Why red knuckles?
February 23, 2012 8:31 PM   Subscribe

My friend's knuckles get red and hot after she eats. She has no other symptoms. What could be causing this? Has anyone else ever experienced it?
posted by holympus to Health & Fitness (5 answers total) 2 users marked this as a favorite
 
When she eats anything, or is it after eating specific foods?
posted by crunchland at 8:39 PM on February 23, 2012


After she eats...anything?
posted by blargerz at 8:39 PM on February 23, 2012


after hot foods? i pink up everywhere if my temperature is at all elevated, and the skin on your knuckles is very thin. Maybe it's just more noticeable there? It's a little out there just because your extremities tend to cool a little after you eat as your blood heads to help digestion.

Also, psoriasis can make your knuckles look pink when you're warm or look pale and pretty dry if you need a glass of water. could be she has a really light case of it or some other skin thing.

Is she the kind of person who puts hot-sauce on everything? or always eats carrots with every meal? It could be a random reaction- she should look at her diet and see if there are any things that always seem to go with the hot knuckles.

there isn't enough information to make much better guess. If it's really uncomfortable she should head to a doctor. No one on the internet is going to do anything other than guess pretty wildly.
posted by Blisterlips at 4:34 AM on February 24, 2012 [1 favorite]

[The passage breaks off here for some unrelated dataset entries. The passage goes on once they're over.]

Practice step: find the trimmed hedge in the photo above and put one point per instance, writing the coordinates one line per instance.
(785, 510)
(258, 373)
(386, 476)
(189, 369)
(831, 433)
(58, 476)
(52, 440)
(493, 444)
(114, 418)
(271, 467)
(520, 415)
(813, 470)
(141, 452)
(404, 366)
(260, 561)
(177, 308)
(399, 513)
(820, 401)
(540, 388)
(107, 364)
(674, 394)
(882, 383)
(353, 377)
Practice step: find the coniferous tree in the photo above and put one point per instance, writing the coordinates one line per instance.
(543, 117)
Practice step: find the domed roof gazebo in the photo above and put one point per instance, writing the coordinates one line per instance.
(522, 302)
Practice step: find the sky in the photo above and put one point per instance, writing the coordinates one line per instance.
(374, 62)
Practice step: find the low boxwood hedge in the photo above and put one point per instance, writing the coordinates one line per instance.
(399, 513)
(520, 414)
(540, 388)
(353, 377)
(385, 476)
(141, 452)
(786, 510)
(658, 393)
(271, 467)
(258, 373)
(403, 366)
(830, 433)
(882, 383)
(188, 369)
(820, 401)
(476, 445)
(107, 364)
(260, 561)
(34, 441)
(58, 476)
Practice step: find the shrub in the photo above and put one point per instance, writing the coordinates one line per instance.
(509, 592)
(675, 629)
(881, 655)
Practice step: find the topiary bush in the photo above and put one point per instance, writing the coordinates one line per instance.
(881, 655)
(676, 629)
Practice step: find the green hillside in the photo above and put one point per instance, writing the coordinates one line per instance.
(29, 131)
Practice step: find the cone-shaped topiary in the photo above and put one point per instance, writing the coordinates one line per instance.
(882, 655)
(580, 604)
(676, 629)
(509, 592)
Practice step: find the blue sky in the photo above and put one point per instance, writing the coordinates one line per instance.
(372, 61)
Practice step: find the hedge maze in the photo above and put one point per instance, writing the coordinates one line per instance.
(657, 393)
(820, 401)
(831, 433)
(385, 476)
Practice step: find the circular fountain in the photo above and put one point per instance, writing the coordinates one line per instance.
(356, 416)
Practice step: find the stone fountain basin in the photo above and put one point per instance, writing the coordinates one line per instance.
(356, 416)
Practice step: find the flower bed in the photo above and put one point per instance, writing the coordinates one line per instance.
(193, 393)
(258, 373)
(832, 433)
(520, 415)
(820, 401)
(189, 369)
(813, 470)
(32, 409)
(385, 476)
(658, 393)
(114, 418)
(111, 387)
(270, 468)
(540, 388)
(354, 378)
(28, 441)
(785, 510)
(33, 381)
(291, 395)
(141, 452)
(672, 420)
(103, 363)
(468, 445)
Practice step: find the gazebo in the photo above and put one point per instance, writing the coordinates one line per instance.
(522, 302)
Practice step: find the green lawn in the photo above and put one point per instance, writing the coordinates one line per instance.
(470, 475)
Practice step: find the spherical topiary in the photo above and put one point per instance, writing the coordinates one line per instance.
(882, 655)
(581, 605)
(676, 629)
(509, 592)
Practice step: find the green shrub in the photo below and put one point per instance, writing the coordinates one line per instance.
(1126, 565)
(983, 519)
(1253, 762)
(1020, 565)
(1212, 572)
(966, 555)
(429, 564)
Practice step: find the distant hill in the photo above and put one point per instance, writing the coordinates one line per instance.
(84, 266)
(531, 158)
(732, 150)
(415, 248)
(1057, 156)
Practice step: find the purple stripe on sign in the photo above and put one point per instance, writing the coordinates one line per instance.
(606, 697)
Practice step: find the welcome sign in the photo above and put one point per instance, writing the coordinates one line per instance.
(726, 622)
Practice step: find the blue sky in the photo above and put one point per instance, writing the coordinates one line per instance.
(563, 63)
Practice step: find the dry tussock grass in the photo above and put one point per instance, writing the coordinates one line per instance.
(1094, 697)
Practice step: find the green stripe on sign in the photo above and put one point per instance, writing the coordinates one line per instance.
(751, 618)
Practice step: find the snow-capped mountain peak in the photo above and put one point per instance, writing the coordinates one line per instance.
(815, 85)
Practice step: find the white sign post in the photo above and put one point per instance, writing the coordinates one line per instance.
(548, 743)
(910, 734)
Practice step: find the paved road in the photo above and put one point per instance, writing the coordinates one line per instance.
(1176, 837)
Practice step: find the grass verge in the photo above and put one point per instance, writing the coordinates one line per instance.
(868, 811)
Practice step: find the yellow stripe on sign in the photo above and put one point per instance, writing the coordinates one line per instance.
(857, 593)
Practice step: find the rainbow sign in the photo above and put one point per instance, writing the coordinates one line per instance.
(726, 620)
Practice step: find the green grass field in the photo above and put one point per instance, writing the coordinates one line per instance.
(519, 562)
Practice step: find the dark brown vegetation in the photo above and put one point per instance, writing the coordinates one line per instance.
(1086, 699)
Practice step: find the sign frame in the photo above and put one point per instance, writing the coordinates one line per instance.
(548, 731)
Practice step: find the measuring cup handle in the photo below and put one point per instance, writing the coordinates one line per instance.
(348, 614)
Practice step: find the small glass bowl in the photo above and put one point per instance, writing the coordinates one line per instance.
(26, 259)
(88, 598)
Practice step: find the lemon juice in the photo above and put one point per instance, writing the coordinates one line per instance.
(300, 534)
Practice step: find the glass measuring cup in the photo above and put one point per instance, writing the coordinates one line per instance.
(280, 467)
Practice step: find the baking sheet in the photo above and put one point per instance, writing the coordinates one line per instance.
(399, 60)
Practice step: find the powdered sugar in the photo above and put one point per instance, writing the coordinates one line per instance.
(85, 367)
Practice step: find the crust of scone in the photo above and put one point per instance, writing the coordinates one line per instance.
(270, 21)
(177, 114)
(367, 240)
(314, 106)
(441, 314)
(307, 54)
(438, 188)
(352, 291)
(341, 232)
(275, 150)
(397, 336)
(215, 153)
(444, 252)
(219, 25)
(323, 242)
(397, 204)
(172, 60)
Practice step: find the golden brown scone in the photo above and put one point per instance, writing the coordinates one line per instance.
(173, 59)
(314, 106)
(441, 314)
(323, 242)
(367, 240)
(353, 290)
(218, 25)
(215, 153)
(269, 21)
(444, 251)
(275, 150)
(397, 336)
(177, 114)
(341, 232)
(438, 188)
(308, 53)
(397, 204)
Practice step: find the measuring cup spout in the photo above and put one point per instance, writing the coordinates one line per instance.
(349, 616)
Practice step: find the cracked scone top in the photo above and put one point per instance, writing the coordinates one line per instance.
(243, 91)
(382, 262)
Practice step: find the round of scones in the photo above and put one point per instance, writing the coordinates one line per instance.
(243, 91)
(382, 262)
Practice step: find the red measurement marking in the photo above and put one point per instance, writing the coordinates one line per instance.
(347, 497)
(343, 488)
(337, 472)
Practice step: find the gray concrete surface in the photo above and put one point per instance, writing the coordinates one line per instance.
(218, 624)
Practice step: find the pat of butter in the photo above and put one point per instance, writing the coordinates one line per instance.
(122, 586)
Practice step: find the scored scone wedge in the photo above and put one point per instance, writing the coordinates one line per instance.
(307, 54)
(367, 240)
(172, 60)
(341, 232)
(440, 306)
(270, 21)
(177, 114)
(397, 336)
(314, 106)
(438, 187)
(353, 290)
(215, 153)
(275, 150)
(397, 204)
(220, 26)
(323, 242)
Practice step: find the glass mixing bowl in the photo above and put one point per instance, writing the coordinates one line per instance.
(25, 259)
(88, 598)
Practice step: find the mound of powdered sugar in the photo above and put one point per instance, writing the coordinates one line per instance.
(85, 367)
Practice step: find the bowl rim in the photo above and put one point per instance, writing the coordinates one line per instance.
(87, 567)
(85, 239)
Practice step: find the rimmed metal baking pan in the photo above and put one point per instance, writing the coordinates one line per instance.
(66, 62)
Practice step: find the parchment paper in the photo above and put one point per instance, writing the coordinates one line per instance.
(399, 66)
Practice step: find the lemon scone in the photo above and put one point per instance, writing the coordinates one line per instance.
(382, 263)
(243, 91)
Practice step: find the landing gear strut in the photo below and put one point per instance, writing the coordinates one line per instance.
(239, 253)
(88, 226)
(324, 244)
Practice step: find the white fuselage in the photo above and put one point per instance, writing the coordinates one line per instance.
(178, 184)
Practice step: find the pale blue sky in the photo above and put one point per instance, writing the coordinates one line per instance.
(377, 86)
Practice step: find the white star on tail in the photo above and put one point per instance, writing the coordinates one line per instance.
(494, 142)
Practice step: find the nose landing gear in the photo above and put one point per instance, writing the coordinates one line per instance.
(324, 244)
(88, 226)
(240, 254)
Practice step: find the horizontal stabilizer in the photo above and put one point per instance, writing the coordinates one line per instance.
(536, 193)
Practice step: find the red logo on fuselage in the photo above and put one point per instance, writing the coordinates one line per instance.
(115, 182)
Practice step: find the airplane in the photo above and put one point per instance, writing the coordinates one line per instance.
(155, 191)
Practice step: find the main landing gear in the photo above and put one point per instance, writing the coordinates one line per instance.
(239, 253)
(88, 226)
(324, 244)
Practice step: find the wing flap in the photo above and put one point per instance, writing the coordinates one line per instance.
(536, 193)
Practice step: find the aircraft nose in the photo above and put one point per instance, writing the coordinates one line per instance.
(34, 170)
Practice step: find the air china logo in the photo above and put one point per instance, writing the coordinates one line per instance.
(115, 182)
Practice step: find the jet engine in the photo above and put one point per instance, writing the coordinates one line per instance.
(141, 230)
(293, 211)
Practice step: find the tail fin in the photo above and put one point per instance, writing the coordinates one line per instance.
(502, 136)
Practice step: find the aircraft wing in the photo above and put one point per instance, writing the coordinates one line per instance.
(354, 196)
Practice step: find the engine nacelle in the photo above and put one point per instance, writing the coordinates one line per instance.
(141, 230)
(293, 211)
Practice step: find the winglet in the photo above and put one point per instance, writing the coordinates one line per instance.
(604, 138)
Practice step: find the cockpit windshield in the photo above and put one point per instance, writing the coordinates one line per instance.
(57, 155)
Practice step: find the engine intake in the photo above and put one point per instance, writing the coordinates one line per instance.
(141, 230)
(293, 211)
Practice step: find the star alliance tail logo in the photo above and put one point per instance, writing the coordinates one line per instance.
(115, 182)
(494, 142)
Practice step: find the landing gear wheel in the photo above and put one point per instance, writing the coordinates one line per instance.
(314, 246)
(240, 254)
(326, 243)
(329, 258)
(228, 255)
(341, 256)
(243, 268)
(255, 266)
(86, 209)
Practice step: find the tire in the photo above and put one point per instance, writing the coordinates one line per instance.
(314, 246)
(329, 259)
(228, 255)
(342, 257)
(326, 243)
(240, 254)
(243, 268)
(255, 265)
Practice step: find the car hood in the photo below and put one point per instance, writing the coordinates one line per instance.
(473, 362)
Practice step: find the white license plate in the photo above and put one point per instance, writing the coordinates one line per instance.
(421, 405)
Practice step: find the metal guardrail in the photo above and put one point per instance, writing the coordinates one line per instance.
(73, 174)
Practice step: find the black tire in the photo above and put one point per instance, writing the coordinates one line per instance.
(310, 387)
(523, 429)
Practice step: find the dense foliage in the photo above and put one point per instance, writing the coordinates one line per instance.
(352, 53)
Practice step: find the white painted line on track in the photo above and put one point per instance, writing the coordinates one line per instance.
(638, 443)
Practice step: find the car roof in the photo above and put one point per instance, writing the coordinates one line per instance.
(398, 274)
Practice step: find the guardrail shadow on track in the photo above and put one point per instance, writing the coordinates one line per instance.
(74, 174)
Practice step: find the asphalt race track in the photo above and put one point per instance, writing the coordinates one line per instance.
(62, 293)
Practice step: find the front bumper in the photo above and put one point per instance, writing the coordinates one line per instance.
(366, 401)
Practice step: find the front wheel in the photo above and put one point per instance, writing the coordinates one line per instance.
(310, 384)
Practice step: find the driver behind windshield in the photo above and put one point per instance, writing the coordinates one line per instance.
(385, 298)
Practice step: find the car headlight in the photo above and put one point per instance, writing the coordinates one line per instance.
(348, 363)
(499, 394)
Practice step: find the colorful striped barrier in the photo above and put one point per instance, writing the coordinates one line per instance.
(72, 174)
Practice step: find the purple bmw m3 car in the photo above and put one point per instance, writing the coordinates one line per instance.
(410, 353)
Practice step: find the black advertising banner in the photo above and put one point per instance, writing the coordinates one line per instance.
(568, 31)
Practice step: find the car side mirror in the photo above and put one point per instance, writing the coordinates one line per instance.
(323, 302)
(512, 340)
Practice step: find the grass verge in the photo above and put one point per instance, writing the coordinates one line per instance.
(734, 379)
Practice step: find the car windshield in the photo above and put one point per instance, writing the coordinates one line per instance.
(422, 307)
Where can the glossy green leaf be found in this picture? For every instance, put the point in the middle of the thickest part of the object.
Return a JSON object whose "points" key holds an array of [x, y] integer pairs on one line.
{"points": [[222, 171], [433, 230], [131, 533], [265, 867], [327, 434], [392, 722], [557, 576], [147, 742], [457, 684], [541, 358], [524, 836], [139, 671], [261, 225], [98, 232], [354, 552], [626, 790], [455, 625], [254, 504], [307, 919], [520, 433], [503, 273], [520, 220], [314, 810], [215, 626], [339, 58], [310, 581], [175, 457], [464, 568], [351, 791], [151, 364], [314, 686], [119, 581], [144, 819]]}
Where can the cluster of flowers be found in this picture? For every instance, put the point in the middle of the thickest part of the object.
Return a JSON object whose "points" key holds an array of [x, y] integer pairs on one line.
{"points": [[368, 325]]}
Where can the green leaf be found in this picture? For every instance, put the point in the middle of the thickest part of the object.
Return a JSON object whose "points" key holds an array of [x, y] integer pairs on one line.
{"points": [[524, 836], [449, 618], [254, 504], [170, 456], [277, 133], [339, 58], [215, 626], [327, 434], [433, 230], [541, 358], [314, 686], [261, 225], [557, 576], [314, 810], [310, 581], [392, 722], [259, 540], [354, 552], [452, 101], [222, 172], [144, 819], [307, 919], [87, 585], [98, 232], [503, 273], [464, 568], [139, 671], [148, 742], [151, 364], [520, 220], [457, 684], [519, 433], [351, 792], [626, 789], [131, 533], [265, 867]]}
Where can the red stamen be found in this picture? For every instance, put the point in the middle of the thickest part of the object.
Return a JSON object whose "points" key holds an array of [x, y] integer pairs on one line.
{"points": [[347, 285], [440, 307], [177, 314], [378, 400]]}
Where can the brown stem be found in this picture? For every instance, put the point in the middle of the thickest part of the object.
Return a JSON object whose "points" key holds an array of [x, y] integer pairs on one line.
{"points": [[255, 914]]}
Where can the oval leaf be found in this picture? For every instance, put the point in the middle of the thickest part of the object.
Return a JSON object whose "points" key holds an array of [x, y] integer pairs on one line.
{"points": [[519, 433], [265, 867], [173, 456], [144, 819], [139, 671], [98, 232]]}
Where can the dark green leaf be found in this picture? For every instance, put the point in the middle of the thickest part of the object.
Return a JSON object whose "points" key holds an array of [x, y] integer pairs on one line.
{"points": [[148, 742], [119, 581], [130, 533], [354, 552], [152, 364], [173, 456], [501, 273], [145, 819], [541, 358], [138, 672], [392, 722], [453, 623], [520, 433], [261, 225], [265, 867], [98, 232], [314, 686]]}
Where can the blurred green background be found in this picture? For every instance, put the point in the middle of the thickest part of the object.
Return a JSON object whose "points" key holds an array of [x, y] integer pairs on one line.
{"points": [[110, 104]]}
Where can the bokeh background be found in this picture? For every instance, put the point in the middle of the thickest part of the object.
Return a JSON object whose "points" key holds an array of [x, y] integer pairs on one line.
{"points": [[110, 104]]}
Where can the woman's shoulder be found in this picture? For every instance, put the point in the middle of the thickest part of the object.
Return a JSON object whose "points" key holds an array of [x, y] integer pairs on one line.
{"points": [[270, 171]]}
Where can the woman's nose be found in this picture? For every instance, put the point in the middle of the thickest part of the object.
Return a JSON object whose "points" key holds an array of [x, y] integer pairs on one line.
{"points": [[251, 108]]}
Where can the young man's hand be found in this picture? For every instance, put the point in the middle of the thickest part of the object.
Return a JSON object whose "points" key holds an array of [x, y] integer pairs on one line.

I don't know if this is helpful at all, but sometimes when I have direct hand contact with straight cooking oils, my hands get itchy and uncomfortable, and I could definitely imagine describing the way my knuckles feel as 'hot'.
posted by threeants at 10:42 AM on February 24, 2012


Best answer: Perhaps early or mild erythromelalgia?

I used to have that effect, but then it turned into Raynaud's syndrome (fingers turn white, then blue, then red). The body's control of circulation is very complex, and it can go wonky in all sorts of weird ways. Anything that triggers an adjustment in circulation (temperature changes, stress, exercise, eating) can set off an abnormal vascular reaction if you're subject to that sort of weirdness. It's probably medically trivial, but these things do show up in some autoimmune disease, so it would be worth a casual mention at her next regular doctor visit.